By Nathan Salesand
Sam Brownback
May 22 at 7:48 PM
Nathan Sales is the ambassador at large for counterterrorism and Sam Brownback is the ambassador at large for international religious freedom at the State Department.
The Chinese Communist Party’s persecution of Muslims in Xinjiang province is drawing condemnation from civilized nations and civil society because of its brutality, scale and violation of the fundamental right to religious freedom. But there is another angle that should also raise concern: These abuses undermine the global consensus on counterterrorism. Beijing is painting its human rights violations as a legitimate counterterrorism effort, when they patently are not.
The government’s outrageous conduct in Xinjiang is well-documented. Citing purported terrorism concerns, Beijing has subjected Chinese Muslims and ethnic minorities, including Uighurs, Kyrgyz, Uzbeks and Kazakhs, to an increasingly harsh and systematic campaign of oppression. It includes mass imprisonment in camps for purported “vocational training,” vicious interrogations, comprehensive monitoring and attempts to wipe out peaceful religious practices.

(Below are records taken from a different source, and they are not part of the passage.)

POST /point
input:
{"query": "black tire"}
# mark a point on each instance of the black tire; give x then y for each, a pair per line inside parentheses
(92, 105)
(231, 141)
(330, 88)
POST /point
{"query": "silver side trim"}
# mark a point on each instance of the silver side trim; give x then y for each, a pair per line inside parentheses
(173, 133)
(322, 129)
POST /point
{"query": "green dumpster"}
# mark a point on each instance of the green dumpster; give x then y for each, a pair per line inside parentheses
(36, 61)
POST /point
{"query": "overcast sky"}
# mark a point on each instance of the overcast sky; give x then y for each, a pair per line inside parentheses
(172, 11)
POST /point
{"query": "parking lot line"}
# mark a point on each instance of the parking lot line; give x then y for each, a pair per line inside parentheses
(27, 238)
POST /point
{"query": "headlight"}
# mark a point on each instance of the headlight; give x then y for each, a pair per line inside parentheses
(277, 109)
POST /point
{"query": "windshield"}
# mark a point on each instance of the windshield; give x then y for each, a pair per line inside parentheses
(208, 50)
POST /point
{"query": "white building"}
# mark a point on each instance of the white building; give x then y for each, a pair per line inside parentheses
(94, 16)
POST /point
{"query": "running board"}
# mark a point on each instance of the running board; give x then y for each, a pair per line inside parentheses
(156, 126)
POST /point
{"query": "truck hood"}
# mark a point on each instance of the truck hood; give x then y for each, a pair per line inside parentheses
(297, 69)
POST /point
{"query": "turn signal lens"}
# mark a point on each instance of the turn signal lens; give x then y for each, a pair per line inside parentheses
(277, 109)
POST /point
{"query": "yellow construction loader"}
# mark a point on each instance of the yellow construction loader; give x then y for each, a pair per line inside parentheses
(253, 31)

The United States estimates that since April 2017, China has detained more than 1 million Muslim men, women and children in forced labor camps. Up to 2 million more have been sent for political indoctrination in daytime facilities. All told, the number of Chinese citizens in these facilities constitutes some 15 to 25 percent of Xinjiang’s total ethnic-minority population. The U.S. Congressional-Executive Commission on China described the situation as the largest mass incarceration of a minority population in the world today.
Detainees are subjected to an unrelenting barrage of propaganda, forcing them to renounce their religious, cultural, linguistic and ethnic identities. Chinese Muslims are prevented from regular daily prayer, have their beards forcibly cut off and are force-fed pork and alcohol. Overcrowding and sleep and food deprivations are routine. China refuses to publish figures on how many people have died in the camps, but dozens of deaths have been reported — including suicides — and the real figure is probably much higher.

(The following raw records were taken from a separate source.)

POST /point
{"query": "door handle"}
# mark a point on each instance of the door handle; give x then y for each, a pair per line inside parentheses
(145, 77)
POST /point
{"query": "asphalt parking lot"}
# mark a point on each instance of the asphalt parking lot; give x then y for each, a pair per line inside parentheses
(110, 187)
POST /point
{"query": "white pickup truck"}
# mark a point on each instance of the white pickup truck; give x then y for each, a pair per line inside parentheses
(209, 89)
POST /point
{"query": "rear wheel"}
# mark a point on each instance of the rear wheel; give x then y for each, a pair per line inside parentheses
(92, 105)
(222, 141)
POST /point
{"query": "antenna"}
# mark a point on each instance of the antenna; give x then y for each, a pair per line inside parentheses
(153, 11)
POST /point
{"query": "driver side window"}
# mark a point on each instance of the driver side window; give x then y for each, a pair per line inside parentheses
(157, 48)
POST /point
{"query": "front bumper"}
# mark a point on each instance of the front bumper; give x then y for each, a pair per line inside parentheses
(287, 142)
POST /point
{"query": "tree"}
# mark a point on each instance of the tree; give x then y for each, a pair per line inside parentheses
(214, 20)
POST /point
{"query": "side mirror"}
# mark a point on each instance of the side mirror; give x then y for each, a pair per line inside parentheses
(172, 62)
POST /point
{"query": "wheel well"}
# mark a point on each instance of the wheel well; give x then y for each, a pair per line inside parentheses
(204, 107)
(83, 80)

China’s deliberate efforts to strangle Uighur culture and stamp out the Muslim faith extend far beyond the camps’ razor-wire enclosures, affecting every aspect of life for these ethnic minorities. Beijing’s repressive policies in Xinjiang include pervasive high-tech surveillance and monitoring throughout the region (including facial- and gait-recognition technologies), draconian security measures in public spaces, house arrest and restrictions on who can worship in the remaining mosques that the Communist Party hasn’t bulldozed.
Chinese authorities are even targeting children. The Communist Party has forcibly taken thousands of minority children from their families and placed them in state-run orphanages. They are taught only Mandarin Chinese and are prevented from receiving religious or cultural education. Authorities reportedly have summarily renamed children with Han Chinese names.
Recently, one of the top Communist Party officials in Xinjiang, Shohrat Zakir, described captives, who have been beaten and starved, as “trainees” who were happy to participate in “such kinds of art and sports,” which had allowed them to “realize how colorful life can be.”
“Colorful” is not a word we would use to describe a gulag. Beijing presumably recognizes as much; international observers are not allowed to visit the camps without prior notice.
What makes this intolerable situation even worse is China’s consistent misuse of “counterterrorism” as a pretext for gross human rights abuses. To repeat: The repressive campaign in Xinjiang is not counterterrorism. It’s one more chapter in Beijing’s long history of oppressing Tibetan Buddhists, Christians and the Falun Gong.
In the process, China is eroding the long-standing and hard-won international consensus on how to fight real terrorists, with law enforcement, information-sharing, border security and other measures. It is a consensus that the United States and its partners have painstakingly built. Beijing’s sweeping repression makes a mockery of genuine and necessary counterterrorism efforts around the world.
China, like many nations, has suffered from terrorist attacks, including in Xinjiang. Dozens of Chinese citizens have been killed by terrorists over the past decade, in China and abroad. But Beijing cannot disingenuously use these deaths to conflate the peaceful religious practices of Chinese Muslims with terrorism. Nothing can justify the massive and brutal scope of Chinese repression.
Terrorism is a genuine threat to all of us. The United States is ready to work with willing partners in combating all real forms of terrorism, but it will not remain silent when governments commit atrocities under the guise of counterterrorism. Counterterrorism and human rights go hand in hand — they are mutually reinforcing — and the United States will speak out for both, with allies and adversaries alike.
What China is doing is not counterterrorism. It is ugly repression, on a mass scale, enabled by modern technology. It is the Big Brother we all fear. If China expects to be treated as a respectable member of the world’s counterterrorism community, it must stop. And it must immediately release all those it has arbitrarily detained.